Я расположился в кресле. Сильно похудевшая Люиза ушла за вином. А я машинальным движением – так, словно находился здесь уже много недель, – придвинул к себе ногой низкую скамеечку на «львиных лапах», на которой в детстве вынужден был сидеть, когда толпа гостей заполоняла салон. Все мои воспоминания берут начало в Вюртемберге. Как ни странно, я ровно ничего не помню о двух первых годах своей жизни, проведенных в Париже в конце войны. Если не считать одной мелочи – да и то я не уверен, что мне об этом не рассказали позже, – а именно маленького белого купола на крыше автобуса с газогенератором; я его вижу, как сейчас, а тогда, по словам родных, воображал, что он такой же сладкий, как сахарное яичко или «плавучие острова».[87]

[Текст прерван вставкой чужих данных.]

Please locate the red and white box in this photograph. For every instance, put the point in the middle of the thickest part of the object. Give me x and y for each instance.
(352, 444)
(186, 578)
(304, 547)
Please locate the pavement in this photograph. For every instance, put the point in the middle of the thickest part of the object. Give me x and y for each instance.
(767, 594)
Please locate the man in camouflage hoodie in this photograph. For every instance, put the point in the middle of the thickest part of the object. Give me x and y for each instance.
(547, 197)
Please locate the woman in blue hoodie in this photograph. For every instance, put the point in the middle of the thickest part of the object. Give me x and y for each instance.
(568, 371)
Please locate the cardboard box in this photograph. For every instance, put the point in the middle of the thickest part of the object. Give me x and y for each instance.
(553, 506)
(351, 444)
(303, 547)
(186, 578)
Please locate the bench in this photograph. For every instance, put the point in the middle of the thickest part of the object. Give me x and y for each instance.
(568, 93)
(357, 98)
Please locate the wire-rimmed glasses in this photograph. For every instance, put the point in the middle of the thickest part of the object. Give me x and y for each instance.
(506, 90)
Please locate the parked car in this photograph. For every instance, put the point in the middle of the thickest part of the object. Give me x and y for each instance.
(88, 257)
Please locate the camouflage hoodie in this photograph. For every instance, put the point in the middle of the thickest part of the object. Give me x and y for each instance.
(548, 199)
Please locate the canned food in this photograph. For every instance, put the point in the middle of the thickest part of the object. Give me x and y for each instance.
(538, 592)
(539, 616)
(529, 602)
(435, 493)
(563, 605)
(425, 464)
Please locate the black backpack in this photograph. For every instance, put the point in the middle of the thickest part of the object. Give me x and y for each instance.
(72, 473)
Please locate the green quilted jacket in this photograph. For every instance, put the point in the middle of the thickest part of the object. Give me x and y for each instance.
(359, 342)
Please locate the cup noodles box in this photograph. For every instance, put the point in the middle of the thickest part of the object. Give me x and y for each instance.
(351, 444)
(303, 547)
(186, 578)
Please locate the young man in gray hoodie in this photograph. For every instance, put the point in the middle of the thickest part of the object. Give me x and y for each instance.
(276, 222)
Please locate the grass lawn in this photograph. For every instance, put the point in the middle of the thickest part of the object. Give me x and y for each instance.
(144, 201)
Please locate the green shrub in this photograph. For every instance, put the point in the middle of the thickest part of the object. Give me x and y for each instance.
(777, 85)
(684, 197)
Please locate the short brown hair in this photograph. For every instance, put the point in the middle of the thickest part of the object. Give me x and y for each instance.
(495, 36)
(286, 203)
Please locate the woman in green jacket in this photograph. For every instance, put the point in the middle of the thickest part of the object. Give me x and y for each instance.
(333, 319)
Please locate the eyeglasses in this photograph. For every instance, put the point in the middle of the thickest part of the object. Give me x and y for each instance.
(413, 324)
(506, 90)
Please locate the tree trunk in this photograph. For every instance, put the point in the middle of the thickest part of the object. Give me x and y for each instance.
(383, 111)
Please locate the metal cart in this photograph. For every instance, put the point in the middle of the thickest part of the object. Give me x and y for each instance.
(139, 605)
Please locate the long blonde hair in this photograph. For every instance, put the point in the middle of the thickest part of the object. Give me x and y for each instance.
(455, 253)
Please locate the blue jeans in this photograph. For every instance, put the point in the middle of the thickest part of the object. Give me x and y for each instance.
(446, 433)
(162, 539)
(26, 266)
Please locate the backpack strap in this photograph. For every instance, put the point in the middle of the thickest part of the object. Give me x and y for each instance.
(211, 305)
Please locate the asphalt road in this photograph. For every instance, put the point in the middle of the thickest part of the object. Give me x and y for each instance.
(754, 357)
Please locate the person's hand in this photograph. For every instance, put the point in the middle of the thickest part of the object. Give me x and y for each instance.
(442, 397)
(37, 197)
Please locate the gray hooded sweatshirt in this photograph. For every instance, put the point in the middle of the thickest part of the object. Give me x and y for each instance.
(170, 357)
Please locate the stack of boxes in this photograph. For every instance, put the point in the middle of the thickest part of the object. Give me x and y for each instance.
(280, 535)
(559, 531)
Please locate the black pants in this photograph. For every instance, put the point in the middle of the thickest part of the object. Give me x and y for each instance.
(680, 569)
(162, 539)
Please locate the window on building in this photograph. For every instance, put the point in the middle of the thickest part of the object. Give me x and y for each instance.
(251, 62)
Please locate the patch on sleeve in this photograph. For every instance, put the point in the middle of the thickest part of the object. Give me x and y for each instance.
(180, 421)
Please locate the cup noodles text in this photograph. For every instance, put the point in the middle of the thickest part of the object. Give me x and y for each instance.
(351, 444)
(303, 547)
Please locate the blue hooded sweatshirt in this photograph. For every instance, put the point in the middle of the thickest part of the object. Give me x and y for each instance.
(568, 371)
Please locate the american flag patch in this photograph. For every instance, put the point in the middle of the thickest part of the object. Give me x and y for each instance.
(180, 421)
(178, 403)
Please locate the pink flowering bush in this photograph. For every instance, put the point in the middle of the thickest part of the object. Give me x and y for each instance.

Я так и не смог переубедить Люизу, – сестра крайне враждебно отнеслась к моему проекту. Она исхудала, постарела и побледнела, стала раздражительной. Ее мысли были заняты только ее пятью детьми, хотя мне показалось, что она гораздо больше думает о своем муже Хольгере, чем о них, в частности о Клеменсе, который жил у Цеци и стал настоящим калифорнийцем. Я решил не оставаться здесь на ночлег. За отсутствием подмастерья мне не удалось поиграть на органе. Я еще раз заглянул к фрау Геших. А потом, до того как уехать в Штутгарт-Эктердинген, а оттуда в Париж, прошел по берегу Шлее к маленькому кладбищу. Солнце роняло скупые пятна света на деревню внизу под горой, на поля, на воды Ягста. Я приблизился к могиле, молча постоял перед ней. Взглянул на высокую стелу, где прочел всего одно имя: казалось, в нем заключено нечто гораздо более реальное, чем во всей остальной вселенной. Долго стоял я там не двигаясь. Потом прошептал:
«Как же выглядит ад? Так ли он мерзок, каким я его себе представляю? Так ли ужасен, как то, что ты заставила меня пережить?»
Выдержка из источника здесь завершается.